Overcome Your Overwhelm – Impulse

Have you ever watched a two-year-old throw a fit and wish that it was appropriate for adults to do the same? I’ll admit, I have. While it isn’t abnormal for a toddler to fall apart over a small thing or act grumpy all day because they are tired, we all recognize there is something unattractive about an adult who throws a temper tantrum or sulks all day.

Even though I know that I cannot allow my feelings to dictate my actions, I struggle with the application. Too many days, I find myself acting out Overwhelm Trigger #3: Impulse – I should do whatever I feel like. Or just as dangerous – I don’t need to do the things I don’t feel like doing.

I’ve noticed the Bible speaks to the subject of self-control frequently, but as Christians, we don’t spend much time on the topic. We hear a lot about love, joy, and peace. But what about self-control or patience? Sure, we don’t love to talk about them, but when we lack these virtues, we will likely find ourselves in messy situations or wishing we could rewind time.

Impulse triggers overwhelm because it tells us that our feelings are most important. Even though we all know we cannot trust every thought and emotion, far too often, we use them as an excuse for our choices. And I know I am not the only one who wishes I could go back and remake a poor decision I based on how I felt at that time.

The application to our need for self-control is broad and diverse. We all have different struggles, and on top of that, each day and season can highlight a vast array of challenges.

Currently, in these days of being homebound, I have wrestled with giving into the feeling of fatigue. Doctors aren’t sure of the cause, but most days I am tired, and other days even more tired. In those times, when I feel extra exhausted, I have choices to make. I struggle – how do I, despite how my body feels, despite how my mind feels, decide I am going to get moving and do the tasks in front of me? Equally challenging, how do I know when to slow down and let my body rest instead of pressing toward my desire for achievement?

Impulse tends to change its tactics. One day it calls us to give into laziness, while the next day, it calls us to jump into something new. But one consistent thing, one thing we can count on, is that impulse makes our feelings king.

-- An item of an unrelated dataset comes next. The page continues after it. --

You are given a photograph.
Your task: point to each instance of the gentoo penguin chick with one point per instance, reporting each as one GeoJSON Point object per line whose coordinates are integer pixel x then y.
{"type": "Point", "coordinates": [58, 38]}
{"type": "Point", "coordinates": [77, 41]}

Instead of being ruled by emotion, we need to learn to live by wisdom.

One of my favorite passages in the book of James gives us insight as we wrestle through this topic. “Who is wise and understanding? Let him show by his good behavior his deeds in the gentleness of wisdom. But if you have bitter jealousy and selfish ambition in your heart, do not be arrogant and so lie against the truth.” (James 3:13-14 NASB)

We all know that life has enough chaos on its own without adding to it. Yet, most of us make choices every day that add complexity. If you are like me, you find yourself spending time focused on or worried about the things you can’t control instead of taking responsibility for the things you can control.

Over the last few months, I have been challenged with the thought: What if I stopped shifting blame and looked inward? What if I examined myself and altered my steps based on what I found? What if I have more control than I think I do? What if I can make choices that can determine both my outlook and outcome?

I am learning that when I feel anxiety, stress, and chaos, this is a reflection of my inner life. These feelings are a signal that I need to dive into what is happening in my soul. When they surface, I have a choice – I can give in, letting them reign, or I can choose wisdom.

What about you? Are you struggling with self-control and discipline? What would it look like for you to apply God’s wisdom today?